On ne naît pas Alsacien. On le devient… ou pas ! On peut le devenir si l’occasion
est donnée de s’approprier les éléments identificatoires alsaciens.
Pierre Klein
Si l’Alsace a une histoire, elle n’a par contre pas de mémoire, car à vrai dire, les Alsaciens n’ont jamais eu l’occasion de faire ensemble un travail sur leur histoire et leur culture ni donc d’élaborer ensemble une mémoire collective. Et pour cause, leur histoire et leur culture, prises dans leur entièreté, restent non enseignées dans les écoles d’Alsace et sont amplement absentes des médias, publics notamment. Aussi manque-t-il à l’Alsace un récit alsacien, un récit partagé sur l’histoire et la culture d’Alsace qui traverserait la société alsacienne.
Ce que les Alsaciens s’imaginent être résulte avant tout d’une histoire, qui leur est racontée ou qu’ils se racontent à eux-mêmes. Une histoire qui comporte beaucoup de sentimentalisme, de contradictions, d’incertitudes et d’approximations, de contrevérités aussi.
Nous devenons Français en ce que nous faisons nôtre ce que l’école et les médias nous présentent de la France. Et parce que l’école et les médias ne nous présentent rien, ou si peu, de ce qui fait l’Alsace, les Alsaciennes et les Alsaciens ne peuvent pas faire leur qui ne leur est pas présenté. Et comme on ne peut pas s’identifier à ce que l’on ne connaît pas, les mêmes ne sont pas loin d’avoir atteint le degré zéro du niveau d’adhésion à « l’alsacianitude »[1].
Parler d’Alsace, c’est parler identité collective. L’Alsace n’existe pas en soi. Je ne peux pas la rencontrer dans la rue et lui serrer la main. L’Alsace n’existe, à des degrés divers, que dans la rencontre de personnes, d’identités personnelles, partageant un imaginaire et une volonté d’être et d’agir ensemble. Les identités collectives sont des constructions conduites par les collectivités politiques en fonction d’une stratégie identitaire et diffusées au travers de la socialisation dans le but de créer sentiment d’appartenance et volonté d’être et d’agir ensemble. Si une identité collective alsacienne devait exister, il faudrait qu’en premier lieu qu’il existât une collectivité politique pleine et entière et qu’en second lieu celle-ci définisse les éléments identificatoires à partager et la culture politique à construire. Mais c’est là une autre histoire.

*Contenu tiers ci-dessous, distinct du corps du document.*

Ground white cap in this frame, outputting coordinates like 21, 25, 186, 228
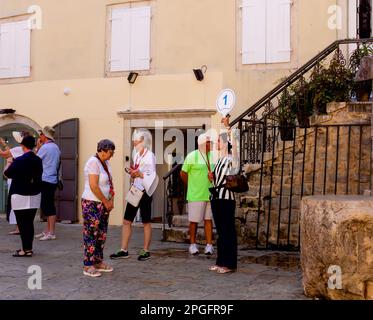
197, 133, 211, 146
12, 131, 23, 144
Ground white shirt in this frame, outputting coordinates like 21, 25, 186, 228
132, 149, 156, 191
82, 156, 113, 202
11, 194, 41, 210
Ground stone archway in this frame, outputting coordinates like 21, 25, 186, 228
0, 112, 42, 131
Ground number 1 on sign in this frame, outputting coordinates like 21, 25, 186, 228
223, 95, 228, 106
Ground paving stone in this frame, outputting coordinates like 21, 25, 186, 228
0, 216, 308, 300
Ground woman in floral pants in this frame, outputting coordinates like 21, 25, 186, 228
81, 139, 115, 277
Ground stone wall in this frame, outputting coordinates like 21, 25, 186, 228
236, 102, 373, 248
300, 196, 373, 300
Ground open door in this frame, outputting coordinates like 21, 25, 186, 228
53, 118, 79, 223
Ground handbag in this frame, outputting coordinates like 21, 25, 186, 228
224, 174, 249, 193
125, 185, 144, 207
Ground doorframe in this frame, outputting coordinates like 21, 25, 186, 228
117, 108, 217, 221
0, 113, 42, 132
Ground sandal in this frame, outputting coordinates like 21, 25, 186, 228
13, 250, 33, 257
216, 267, 234, 274
94, 263, 114, 273
208, 265, 220, 271
8, 230, 20, 235
83, 266, 102, 277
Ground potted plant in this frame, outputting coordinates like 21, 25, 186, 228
289, 78, 313, 128
349, 44, 373, 102
277, 89, 296, 141
309, 50, 354, 114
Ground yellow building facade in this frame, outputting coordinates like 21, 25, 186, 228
0, 0, 360, 225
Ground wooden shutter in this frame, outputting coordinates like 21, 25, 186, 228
110, 7, 131, 72
242, 0, 266, 64
53, 118, 79, 223
266, 0, 291, 63
14, 20, 31, 77
0, 22, 15, 79
130, 6, 151, 71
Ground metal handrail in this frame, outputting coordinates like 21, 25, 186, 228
163, 163, 182, 180
230, 38, 373, 127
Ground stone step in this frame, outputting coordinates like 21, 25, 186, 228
164, 227, 217, 245
172, 214, 216, 228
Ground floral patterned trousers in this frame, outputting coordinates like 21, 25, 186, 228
82, 199, 109, 267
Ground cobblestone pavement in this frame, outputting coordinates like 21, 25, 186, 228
0, 217, 308, 300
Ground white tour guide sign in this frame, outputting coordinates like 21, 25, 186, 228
216, 89, 236, 117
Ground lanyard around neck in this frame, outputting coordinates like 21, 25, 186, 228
199, 150, 211, 172
134, 149, 148, 170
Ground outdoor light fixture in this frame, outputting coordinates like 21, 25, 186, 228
127, 72, 139, 84
0, 108, 16, 114
193, 65, 207, 81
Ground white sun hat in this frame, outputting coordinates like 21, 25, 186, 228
12, 131, 23, 144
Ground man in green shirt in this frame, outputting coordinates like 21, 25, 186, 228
180, 133, 214, 255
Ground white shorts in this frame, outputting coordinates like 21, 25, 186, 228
187, 201, 212, 223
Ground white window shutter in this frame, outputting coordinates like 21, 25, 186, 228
110, 8, 131, 72
0, 23, 15, 79
266, 0, 291, 63
242, 0, 266, 64
14, 20, 31, 77
130, 6, 151, 71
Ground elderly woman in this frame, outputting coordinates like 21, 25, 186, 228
4, 135, 42, 257
82, 139, 115, 277
110, 129, 157, 261
208, 117, 240, 274
0, 132, 28, 235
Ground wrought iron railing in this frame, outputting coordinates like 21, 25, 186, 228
230, 38, 373, 250
250, 123, 371, 250
162, 163, 185, 241
230, 38, 373, 165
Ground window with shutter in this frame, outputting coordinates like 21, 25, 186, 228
14, 20, 31, 78
109, 5, 151, 72
110, 8, 131, 72
241, 0, 292, 65
242, 0, 266, 64
130, 6, 151, 71
0, 20, 31, 79
0, 23, 14, 79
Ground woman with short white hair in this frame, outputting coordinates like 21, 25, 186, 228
110, 129, 157, 261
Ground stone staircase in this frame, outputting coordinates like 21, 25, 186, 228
163, 102, 372, 248
236, 102, 372, 249
164, 214, 217, 244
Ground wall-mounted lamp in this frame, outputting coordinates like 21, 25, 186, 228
0, 108, 16, 114
193, 65, 207, 81
127, 72, 139, 84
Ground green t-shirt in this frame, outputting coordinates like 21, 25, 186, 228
182, 150, 214, 202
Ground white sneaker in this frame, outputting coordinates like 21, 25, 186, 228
189, 244, 199, 255
39, 233, 56, 241
35, 232, 47, 239
204, 244, 214, 255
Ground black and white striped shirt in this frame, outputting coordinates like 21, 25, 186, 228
212, 156, 235, 201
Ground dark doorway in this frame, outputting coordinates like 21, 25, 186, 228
358, 0, 372, 38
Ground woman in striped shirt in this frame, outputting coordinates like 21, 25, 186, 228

À mon sens, il faut un récit alsacien, mais de quelle nature doit-il être, de quels concepts doit-il relever ? Faut-il un récit proprement alsacien ou faut-il un récit français intégrant pleinement la mémoire alsacienne ? Opter pour le premier nécessiterait des moyens institutionnels pour le construire, ce qui est une gageure dans le contexte du mode de gouvernance français. Opter pour le second nécessiterait une refondation de l’identité nationale au profit d’une francitude faisant sienne le principe d’union dans la diversité. C’est là une autre gageure tant le concept jacobin de l’identité nationale est inscrit dans l’habitus français.
La question n’est pas tant de savoir s’il faut un récit alsacien, tant cela me paraît évident. Elle est plutôt de savoir comment parvenir à réunir les conditions permettant son élaboration et sa diffusion ? « Die Hoffnung stirbt am letzten ! » PK
[1] Telle qu’elle a par exemple été définie par Stadler et Schickele.